Volt

| r tarek ehlail | d 2016 | b tarek ehlail | kam mathias prause | ed andrea mertens | a benno fürmann : stipe erçeg : sascha alexander geršak : andré m. hennicke |

volt7Dystopischer Flüchtlingskrisen-Thriller. Hardboiled. Film noir. Silber-grau-atmosphärisch-dunkles Farbsetting, dichte Nahaufnahmen (Kamera: Mathias Prause), schneller Schnitt (Andrea Mertens). Überlaute Musik treibt in harten Hip Hop- und Technobeats den Film vor sich her. Genrekino halt. So etwas darf, muss viril sein. Dass harte Männer ununterbrochen fluchen, versteht sich von selbst. Dürfen auch koksende Unterweltsladys ficken, wenn es denn sein muss. Und rassistische Sprüche gehören zur Grundausstattung der Polizisten einer Einheit, die „in naher Zukunft“ die in einer sogenannten Transitzone ghettoisierten Geflüchteten terrorisieren, um der deutschen Wohlstandsgesellschaft ihre Ruhe zu sichern.

Dazu passt auch die Geschichte des klassischen Sündenfalls: Ein Polizist mit dem sprechenden Namen Volt (lass mal raten: ein Mann unter Spannung?) bringt in der Eingangssequenz im Einsatz einen Geflüchteten um. Die Schuld lastet schwer, Volt fährt deswegen viel und schnell Motorrad, schleicht sich nachts in die (doch eigentlich hermetisch abgeschlossene) Transitzone und macht eine Wandlung durch. Volt ist bereit dafür zu büßen, seine Einstellung zu den Geflüchteten ändert sich und er schläft mit der Schwester des Opfers. Hä?

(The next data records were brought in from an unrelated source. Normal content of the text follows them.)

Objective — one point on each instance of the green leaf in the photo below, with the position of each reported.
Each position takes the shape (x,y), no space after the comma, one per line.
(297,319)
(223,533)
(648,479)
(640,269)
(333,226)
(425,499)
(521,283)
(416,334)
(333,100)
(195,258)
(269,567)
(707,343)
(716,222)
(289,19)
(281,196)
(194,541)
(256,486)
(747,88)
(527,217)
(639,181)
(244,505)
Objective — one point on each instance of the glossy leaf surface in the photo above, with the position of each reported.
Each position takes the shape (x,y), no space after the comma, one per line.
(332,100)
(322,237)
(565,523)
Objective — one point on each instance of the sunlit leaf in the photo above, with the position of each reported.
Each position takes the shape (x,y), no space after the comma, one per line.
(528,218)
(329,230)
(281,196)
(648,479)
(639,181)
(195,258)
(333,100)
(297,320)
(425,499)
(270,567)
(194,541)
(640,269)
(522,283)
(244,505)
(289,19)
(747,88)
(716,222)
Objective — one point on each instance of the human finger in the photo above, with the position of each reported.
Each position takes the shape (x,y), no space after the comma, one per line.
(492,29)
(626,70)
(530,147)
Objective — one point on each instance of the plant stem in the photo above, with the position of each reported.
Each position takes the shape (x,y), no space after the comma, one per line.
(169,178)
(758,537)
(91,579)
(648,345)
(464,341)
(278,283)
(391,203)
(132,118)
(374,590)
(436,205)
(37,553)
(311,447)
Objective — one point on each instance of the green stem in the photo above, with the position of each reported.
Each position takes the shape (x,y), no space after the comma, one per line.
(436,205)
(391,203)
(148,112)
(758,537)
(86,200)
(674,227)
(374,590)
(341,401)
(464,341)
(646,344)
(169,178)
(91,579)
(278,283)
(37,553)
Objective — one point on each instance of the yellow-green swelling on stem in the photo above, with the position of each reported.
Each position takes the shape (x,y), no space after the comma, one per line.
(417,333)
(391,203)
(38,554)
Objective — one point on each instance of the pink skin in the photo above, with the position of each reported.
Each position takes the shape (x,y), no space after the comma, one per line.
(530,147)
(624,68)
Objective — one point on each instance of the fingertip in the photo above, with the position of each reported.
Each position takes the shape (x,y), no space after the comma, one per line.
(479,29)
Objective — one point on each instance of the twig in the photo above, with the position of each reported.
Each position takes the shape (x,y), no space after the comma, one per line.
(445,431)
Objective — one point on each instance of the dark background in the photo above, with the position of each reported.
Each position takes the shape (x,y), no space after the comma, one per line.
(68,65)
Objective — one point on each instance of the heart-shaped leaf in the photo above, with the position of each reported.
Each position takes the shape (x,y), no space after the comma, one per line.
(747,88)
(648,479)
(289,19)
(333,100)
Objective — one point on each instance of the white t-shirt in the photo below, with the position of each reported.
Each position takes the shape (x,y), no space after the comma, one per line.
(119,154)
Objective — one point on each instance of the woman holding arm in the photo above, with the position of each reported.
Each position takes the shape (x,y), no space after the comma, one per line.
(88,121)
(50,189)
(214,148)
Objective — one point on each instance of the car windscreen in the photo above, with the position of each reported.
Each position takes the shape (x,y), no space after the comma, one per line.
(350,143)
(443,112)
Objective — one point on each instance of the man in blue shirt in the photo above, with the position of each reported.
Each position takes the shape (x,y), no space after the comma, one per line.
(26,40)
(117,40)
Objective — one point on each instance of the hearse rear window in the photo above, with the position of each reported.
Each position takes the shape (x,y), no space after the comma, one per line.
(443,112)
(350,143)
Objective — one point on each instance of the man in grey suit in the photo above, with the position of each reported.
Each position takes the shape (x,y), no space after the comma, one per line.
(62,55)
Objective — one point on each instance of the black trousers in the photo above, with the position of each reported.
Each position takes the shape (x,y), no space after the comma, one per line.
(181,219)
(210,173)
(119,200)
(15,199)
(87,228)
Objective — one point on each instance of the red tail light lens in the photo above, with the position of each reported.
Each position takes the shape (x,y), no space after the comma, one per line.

volt4Und hier sind wir beim Problem des Films: Wer sich auf das Abenteuer eines hard-boiled Thrillers einlässt, muss ein sicheres Händchen im Umgang mit Genres und Stimmungen haben, Milieus gut recherchieren und in Sprache wie Habitus glaubwürdig zeichnen können. Doch genau davon sehen wir in diesem Film zu wenig. Die Dialoge bleiben im – mitunter unerträglichen – Klischee stecken, die Figuren im Stereotyp. Daran gemessen ist die Besetzung von Volt gelungen: Benno Fürmann spielt den Volt genauso unerbittlich, körperlich – und eindimensional, wie er wohl von Regisseur und Drehbuchautor Tarek Ehlail gedacht war. Das einfallslose Szenenbild und die wenigen, immer wieder kehrenden Locations sind wohl dem schmalen Budget des Films geschuldet, dass allerdings ausgerechnet eine Dystopie mit wenig inspirierter Ausstattung glänzt, ist schädlich. Hinzu kommen unrealistisch dargestellte Geflüchtete in hippen Kapuzenpullis und traurigen Gesichtsausdrücken, die alle sauberes Prolldeutsch sprechen, so dass man schon irgendwie befürchtet, gleich könnte jemand von ihnen in echtes schwäbisches oder berlinerisches Idiom verfallen. Vielleicht wollte man damit vermeiden, ein klischeemäßiges „Ausländerdeutsch“ auf die Leinwand zu bringen, gut getan hat diese Entscheidung dem Film nicht. Außerdem schade, dass ein so wunderbarer Schauspieler wie Stipe Erceg für eine für den Fortgang der Story entbehrliche Figur besetzt wird.

volt6Der Film, der auf dem Münchner Filmfest Premiere feierte, stellt das virile Setting nicht in Frage. Es gibt keine Reflexion, keine Distanz zu sich selbst, was den Film sehr bald unerträglich macht. Ich komme mir vor, als würde ich Halbstarken bei ihren Vorstellungen von harten Männern, einer heftigen Story und einem krassen Film zusehen. Dafür geht man eigentlich nicht ins Kino.

filmplakatAngesichts des kargen finanziellen Ausstattung des Films ist es ein kleines Wunder, dass Tarek Ehlail zusammen mit seiner Crew einen Film geschafft haben, der jetzt sogar einen Verleih gefunden hat und wohl Anfang nächsten Jahres in die deutschen Filmtheater kommt. Leider ist aber  trotz des ausgefeilten Filmdesigns (Farbe, Musik, Kamera und Schnitt) in Volt am Ende leider kein großes Kino zu sehen. Zu ungereimt, zu unausgegoren – zu viel Hose, zu wenig Hirn.